How to find all occurrences of a substring?


Python has string.find() and string.rfind() to get the index of a substring in a string.

I'm wondering whether there is something like string.find_all() which can return all found indexes (not only the first from the beginning or the first from the end).

For example:

string = "test test test test"

print string.find('test') # 0
print string.rfind('test') # 15

#this is the goal
print string.find_all('test') # [0,5,10,15]

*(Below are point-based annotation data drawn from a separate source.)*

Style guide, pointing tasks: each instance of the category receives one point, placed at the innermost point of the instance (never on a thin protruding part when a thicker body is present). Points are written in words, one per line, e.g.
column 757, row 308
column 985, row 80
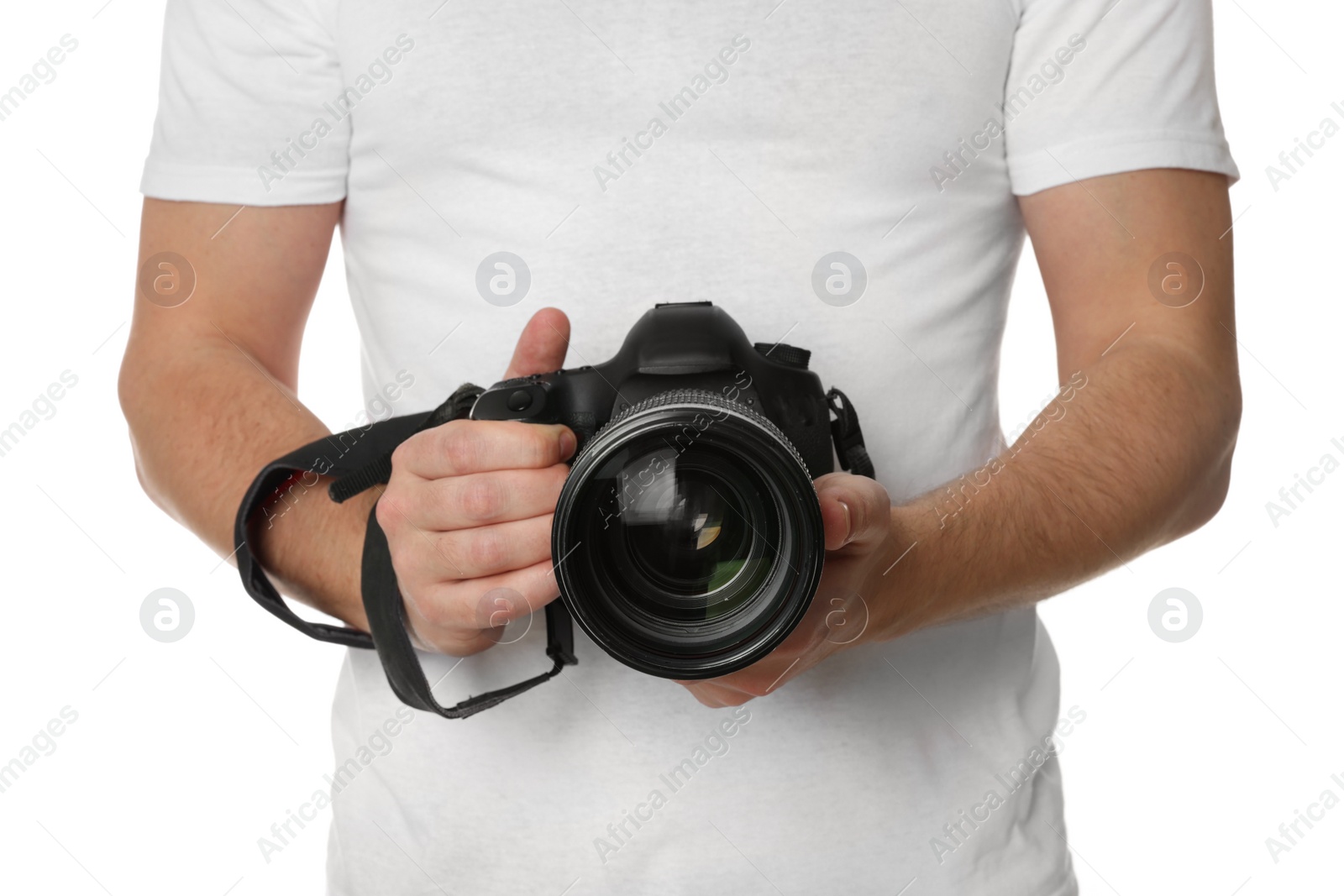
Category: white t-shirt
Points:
column 707, row 149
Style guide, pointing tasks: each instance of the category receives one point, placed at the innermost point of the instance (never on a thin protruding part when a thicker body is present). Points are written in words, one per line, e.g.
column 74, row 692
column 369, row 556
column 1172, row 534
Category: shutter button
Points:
column 519, row 401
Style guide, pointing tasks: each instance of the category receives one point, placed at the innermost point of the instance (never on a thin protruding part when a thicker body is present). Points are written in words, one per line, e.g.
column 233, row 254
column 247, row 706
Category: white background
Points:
column 185, row 754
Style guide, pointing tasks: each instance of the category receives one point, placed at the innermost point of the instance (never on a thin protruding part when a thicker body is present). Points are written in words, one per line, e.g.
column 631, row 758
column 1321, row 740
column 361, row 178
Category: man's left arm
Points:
column 1133, row 453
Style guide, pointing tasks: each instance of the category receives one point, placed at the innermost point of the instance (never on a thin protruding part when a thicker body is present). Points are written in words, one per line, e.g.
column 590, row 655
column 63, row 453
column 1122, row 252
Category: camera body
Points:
column 678, row 345
column 687, row 540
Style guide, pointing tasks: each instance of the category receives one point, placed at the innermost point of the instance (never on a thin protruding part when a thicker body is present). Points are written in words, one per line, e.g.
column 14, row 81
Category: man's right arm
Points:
column 208, row 389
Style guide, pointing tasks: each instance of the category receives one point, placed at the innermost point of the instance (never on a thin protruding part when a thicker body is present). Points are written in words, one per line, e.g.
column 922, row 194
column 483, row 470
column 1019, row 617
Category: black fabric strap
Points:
column 360, row 458
column 387, row 621
column 848, row 437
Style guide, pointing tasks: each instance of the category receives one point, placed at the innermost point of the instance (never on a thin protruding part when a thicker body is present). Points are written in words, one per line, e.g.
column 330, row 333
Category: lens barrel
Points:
column 689, row 539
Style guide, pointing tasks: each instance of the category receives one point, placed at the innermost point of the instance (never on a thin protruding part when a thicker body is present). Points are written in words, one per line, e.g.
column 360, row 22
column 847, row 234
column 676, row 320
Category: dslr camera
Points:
column 687, row 539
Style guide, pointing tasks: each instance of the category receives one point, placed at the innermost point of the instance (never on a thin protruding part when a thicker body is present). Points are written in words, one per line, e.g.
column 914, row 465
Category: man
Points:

For counting the occurrences, see Count number of occurrences of a substring in a string.


Solution

  • There is no simple built-in string function that does what you're looking for, but you could use the more powerful regular expressions:

    import re
    [m.start() for m in re.finditer('test', 'test test test test')]
    #[0, 5, 10, 15]
    

    If you want to find overlapping matches, lookahead will do that:

    [m.start() for m in re.finditer('(?=tt)', 'ttt')]
    #[0, 1]
    

    If you want a reverse find-all without overlaps, you can combine positive and negative lookahead into an expression like this:

    search = 'tt'
    [m.start() for m in re.finditer('(?=%s)(?!.{1,%d}%s)' % (search, len(search)-1, search), 'ttt')]
    #[1]
    

    re.finditer returns a generator, so you could change the [] in the above to () to get a generator instead of a list which will be more efficient if you're only iterating through the results once.